Photodisinfection is a topical, broad spectrum antimicrobial technology, targeting virus, fungi and bacteria. The process efficiently destroys endo- and exotoxins, directly reduces inflammation, is capable of eliminating both intracellular and extracellular pathogens and is highly effective against cross-linked biofilm matrix, a characteristic feature of CRS pathology. Photodisinfection has demonstrated pathogen reduction, including antibiotic resistant CRS polymicrobial biofilms, by >99.9% immediately after a single treatment.
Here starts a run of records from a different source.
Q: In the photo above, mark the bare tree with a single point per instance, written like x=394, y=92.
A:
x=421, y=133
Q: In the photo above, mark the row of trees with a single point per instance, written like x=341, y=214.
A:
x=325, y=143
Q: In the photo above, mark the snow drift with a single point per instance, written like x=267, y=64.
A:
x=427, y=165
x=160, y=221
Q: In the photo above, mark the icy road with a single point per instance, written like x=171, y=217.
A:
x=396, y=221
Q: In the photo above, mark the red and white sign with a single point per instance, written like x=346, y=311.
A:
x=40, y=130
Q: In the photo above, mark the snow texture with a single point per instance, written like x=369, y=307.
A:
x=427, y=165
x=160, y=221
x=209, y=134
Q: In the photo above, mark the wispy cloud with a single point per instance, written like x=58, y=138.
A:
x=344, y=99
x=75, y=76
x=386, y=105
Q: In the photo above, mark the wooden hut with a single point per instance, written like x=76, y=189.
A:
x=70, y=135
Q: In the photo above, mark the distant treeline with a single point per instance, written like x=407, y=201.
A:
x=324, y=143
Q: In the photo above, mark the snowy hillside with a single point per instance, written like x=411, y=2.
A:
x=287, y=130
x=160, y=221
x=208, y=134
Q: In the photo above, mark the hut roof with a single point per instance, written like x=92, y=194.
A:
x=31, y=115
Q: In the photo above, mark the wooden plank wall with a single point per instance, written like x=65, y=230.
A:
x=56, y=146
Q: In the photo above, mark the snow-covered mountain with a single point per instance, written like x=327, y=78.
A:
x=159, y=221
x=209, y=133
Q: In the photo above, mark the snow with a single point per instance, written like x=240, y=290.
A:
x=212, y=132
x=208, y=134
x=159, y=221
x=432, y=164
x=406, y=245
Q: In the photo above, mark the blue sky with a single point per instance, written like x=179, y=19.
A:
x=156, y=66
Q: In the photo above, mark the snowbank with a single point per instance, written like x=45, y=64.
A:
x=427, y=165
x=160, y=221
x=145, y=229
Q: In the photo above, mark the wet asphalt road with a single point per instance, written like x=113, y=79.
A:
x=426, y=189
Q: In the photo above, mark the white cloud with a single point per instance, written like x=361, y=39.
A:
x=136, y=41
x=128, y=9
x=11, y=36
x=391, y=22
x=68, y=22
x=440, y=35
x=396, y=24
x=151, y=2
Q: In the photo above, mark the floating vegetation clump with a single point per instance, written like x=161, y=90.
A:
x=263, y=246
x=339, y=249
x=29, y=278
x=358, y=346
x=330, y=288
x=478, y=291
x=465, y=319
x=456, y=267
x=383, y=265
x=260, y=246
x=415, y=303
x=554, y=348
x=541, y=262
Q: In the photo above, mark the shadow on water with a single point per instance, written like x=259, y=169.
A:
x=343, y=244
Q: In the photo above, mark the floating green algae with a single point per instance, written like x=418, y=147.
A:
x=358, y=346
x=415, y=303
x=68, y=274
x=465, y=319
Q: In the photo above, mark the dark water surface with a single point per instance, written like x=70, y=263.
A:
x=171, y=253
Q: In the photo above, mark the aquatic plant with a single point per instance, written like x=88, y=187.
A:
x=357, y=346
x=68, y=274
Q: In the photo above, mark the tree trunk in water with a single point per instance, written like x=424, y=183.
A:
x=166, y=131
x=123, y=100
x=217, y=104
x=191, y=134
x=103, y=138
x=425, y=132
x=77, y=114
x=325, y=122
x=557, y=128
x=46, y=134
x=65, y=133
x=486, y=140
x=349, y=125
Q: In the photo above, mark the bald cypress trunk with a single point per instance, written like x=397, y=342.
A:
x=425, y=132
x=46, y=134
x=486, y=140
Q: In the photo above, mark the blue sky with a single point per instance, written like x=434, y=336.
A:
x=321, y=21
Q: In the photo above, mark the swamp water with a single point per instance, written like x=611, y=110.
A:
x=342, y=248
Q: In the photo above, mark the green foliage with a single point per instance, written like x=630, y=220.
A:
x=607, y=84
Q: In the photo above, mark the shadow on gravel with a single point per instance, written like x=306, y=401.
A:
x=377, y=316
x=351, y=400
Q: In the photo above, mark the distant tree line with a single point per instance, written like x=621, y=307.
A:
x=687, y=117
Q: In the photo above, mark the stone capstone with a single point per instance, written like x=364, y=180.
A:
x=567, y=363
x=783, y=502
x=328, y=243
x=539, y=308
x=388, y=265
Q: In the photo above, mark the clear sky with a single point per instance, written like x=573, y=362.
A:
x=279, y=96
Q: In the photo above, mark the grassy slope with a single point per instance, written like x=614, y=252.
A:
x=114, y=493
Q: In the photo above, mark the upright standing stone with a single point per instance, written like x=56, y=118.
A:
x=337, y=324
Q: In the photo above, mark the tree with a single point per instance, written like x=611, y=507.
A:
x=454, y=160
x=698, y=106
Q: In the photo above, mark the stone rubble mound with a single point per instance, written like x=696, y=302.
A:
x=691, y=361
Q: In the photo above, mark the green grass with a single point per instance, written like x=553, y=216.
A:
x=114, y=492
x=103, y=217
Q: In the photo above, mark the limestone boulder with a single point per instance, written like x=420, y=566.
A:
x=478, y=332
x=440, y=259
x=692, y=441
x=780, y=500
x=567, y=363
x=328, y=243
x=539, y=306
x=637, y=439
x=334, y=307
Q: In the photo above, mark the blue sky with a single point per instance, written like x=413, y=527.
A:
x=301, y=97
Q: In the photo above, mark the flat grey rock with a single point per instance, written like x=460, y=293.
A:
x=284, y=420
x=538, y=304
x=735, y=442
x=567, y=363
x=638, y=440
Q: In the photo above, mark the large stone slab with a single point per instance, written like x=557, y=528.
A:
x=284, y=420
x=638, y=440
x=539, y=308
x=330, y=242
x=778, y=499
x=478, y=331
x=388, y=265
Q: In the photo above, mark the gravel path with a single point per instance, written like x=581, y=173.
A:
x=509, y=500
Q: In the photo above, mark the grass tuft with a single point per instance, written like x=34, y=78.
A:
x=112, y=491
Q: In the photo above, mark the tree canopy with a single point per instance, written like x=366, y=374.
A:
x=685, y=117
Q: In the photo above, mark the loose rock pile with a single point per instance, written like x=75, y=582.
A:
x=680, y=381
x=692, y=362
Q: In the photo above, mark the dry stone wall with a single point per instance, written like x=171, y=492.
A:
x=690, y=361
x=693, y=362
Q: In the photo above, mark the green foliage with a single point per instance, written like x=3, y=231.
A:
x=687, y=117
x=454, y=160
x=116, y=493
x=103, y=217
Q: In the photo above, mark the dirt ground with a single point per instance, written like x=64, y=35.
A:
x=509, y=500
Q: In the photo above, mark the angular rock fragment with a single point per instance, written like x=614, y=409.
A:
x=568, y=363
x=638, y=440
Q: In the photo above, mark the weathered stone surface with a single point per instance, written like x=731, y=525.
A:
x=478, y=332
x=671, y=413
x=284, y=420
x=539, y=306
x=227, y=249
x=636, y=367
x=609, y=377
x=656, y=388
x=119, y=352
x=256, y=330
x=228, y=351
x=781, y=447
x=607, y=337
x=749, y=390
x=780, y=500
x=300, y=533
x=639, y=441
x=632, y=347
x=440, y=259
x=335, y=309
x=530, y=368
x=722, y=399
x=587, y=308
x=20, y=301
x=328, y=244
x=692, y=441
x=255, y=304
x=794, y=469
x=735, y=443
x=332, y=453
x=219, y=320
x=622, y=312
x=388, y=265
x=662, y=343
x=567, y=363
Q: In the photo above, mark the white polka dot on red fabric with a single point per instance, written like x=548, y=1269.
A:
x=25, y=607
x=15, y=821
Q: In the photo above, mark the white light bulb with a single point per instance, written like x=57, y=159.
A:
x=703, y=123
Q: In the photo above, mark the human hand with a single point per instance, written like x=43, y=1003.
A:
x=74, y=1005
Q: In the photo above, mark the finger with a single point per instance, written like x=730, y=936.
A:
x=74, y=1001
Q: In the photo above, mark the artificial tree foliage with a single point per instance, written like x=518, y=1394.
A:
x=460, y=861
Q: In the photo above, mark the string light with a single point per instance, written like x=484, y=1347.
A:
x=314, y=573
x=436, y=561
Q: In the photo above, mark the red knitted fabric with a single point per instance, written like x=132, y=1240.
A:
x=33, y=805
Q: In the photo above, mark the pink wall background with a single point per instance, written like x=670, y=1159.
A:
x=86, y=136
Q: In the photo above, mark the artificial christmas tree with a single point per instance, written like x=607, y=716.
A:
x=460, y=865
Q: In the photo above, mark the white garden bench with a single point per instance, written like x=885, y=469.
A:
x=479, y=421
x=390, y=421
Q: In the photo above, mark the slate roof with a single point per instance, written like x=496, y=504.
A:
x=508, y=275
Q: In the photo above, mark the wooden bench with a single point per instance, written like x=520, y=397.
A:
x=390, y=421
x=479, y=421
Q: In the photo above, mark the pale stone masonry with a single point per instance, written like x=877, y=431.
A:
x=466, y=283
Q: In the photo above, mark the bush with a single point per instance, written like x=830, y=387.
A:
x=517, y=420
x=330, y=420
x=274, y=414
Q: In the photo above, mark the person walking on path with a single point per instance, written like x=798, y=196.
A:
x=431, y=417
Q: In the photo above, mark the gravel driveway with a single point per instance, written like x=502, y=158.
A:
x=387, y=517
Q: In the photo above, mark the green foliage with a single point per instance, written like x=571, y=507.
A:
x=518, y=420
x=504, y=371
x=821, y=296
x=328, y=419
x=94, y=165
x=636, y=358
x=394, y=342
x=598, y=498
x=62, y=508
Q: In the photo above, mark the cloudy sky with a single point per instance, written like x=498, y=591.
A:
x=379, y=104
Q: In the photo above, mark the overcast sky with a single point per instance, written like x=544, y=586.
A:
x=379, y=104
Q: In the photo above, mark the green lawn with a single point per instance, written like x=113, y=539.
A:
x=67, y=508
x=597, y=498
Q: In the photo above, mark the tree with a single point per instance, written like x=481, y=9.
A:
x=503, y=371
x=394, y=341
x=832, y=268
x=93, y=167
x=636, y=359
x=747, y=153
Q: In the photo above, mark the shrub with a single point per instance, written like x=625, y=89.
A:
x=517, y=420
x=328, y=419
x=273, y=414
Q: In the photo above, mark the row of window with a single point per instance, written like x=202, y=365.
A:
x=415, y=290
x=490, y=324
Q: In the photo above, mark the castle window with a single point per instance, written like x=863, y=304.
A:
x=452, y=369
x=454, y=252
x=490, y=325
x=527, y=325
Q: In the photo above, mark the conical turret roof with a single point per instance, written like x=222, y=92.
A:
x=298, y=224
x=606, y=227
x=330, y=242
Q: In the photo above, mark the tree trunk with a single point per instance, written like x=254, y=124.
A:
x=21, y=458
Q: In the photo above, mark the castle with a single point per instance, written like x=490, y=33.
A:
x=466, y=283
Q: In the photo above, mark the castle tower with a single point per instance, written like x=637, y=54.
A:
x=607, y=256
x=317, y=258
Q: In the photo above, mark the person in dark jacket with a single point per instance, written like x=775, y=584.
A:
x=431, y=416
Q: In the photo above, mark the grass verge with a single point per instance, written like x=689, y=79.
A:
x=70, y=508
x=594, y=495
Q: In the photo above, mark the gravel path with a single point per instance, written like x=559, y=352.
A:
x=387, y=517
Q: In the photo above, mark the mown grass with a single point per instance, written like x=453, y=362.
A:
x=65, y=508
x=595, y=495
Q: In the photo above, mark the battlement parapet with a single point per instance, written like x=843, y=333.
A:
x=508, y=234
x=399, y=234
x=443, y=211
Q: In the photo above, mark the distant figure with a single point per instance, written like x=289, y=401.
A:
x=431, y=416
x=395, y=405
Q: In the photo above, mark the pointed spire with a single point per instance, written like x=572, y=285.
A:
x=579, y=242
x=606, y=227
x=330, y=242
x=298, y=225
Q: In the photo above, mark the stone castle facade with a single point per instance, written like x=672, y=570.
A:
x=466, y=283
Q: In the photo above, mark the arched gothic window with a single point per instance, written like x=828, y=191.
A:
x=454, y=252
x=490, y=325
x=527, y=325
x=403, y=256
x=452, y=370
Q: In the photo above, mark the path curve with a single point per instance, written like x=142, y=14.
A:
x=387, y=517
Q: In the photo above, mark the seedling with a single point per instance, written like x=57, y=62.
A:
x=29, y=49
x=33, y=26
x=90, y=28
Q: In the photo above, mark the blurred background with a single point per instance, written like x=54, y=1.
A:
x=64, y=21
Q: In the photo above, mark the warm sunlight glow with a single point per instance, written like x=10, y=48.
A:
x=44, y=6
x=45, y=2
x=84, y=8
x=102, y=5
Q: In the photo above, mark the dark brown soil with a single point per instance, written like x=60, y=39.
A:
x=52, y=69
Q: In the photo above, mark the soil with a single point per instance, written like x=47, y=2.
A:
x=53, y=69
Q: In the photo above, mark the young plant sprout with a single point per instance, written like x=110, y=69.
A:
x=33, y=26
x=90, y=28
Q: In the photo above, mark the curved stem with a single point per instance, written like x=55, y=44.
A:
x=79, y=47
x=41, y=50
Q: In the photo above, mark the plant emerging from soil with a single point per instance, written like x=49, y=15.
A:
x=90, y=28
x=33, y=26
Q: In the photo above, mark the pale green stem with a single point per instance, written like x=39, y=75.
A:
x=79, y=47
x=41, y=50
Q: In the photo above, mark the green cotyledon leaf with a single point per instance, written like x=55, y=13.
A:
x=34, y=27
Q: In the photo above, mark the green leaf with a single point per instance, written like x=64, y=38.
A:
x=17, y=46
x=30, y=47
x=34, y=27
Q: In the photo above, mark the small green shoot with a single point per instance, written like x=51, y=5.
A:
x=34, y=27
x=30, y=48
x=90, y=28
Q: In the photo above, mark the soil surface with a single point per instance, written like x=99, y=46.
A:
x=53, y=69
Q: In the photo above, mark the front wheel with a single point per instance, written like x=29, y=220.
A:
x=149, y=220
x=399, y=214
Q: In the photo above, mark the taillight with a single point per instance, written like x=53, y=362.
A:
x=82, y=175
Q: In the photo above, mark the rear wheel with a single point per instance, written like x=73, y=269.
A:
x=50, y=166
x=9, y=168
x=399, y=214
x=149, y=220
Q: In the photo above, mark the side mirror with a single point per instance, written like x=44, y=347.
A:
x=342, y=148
The induced effect is target-specific to only those organisms that have absorbed the photosensitizer and are exposed to a specific wavelength of light, and has no effect on human tissue. Photodisinfection is equally effective against normal strains and antibiotic resistant pathogens. Furthermore, there is no evidence of bacterial resistance occurring after repeated photodisinfection treatment cycles. The photodynamic mechanism of pathogenic cell destruction is by perforation of the cell membrane or wall by photodisinfection-induced singlet oxygen and oxygen radicals, thereby allowing the dye to be further translocated into the cell. Once there, the photosensitizer, when activated, causes cellular damage, membrane lysis, protein inactivation and induces rapid cell death. The photodisinfection mechanism of microbial cell death is different to the cell death of oral and systemic antimicrobial agents. There is no metabolic or thermal action involved with this non-systemic therapy.
Photodisinfection may also be deployed as an adjunct to Functional Endoscopic Sinus Surgery (FESS) or Functional Endoscopic Dilation of the Sinus (FEDS) procedures, thereby enhancing patient outcomes, providing an alternative to patients for whom few or no alternate therapies exist, and increasing the number of referrals made by the General Practitioner.
Photodisinfection Rapidly Destroys Pathogens
The photodisinfection reaction is well understood and follows this simplified mechanism:
|1. A photosensitizing solution is applied to the treatment site where the photosensitizer molecules preferentially bind to the targeted microbes. The photosensitizer molecules are inactive at this stage.|
|2. A light of a specific wavelength and intensity illuminates the treatment site. The wavelength is carefully chosen to maximize absorption of light energy by the photosensitizer.|
|3. A photocatalytic reaction occurs. This results in the destruction of the targeted microbes and their virulence factors1, without damaging host cells. This reaction involves the formation of short-lived, highly reactive free-radical oxygen species. These radicals cause a physical disruption of the microbial cell membrane through oxidative reactions, resulting in immediate rupture and destruction of the cell. The process has also been shown to eliminate a multitude of virulence factors, leading to a clinically observable anti-inflammatory effect.|
|4. When the light is removed the photocatalytic reaction ceases.|
Unlike antibiotics, which require hours to days to exert their effect, photodisinfection works instantaneously, destroying microbes upon light activation. The speed at which the reaction occurs, its broad range of targets and other features make it highly unlikely that microorganisms will develop resistance to photodisinfection2,3, thus positioning photodisinfection as an important alternative to antibiotic treatment for non-systemic infections.
Photodisinfection therapy is well suited to the treatment of chronic sinusitis because of the technology’s proven immediate antimicrobial and anti-inflammatory effects.
1. Darveau R et al. Antimicrobial Photodynamic Therapy May Promote Periodontal Healing Through Multiple Mechanisms. Journal of Periodontology. 2009, Vol. 80, No. 11, Pages 1790-1798
2. Pedigo, LA et al. Absence of bacterial resistance following repeat exposure to photodynamic therapy. Proc. SPIE, Vol. 7380, 73803H (2009).
3. Tavares, A et al. Antimicrobial Photodynamic Therapy: Study of Bacterial Recovery Viability and Potential Development of Resistance after Treatment. Mar Drugs. 2010 January; 8(1): 91–105.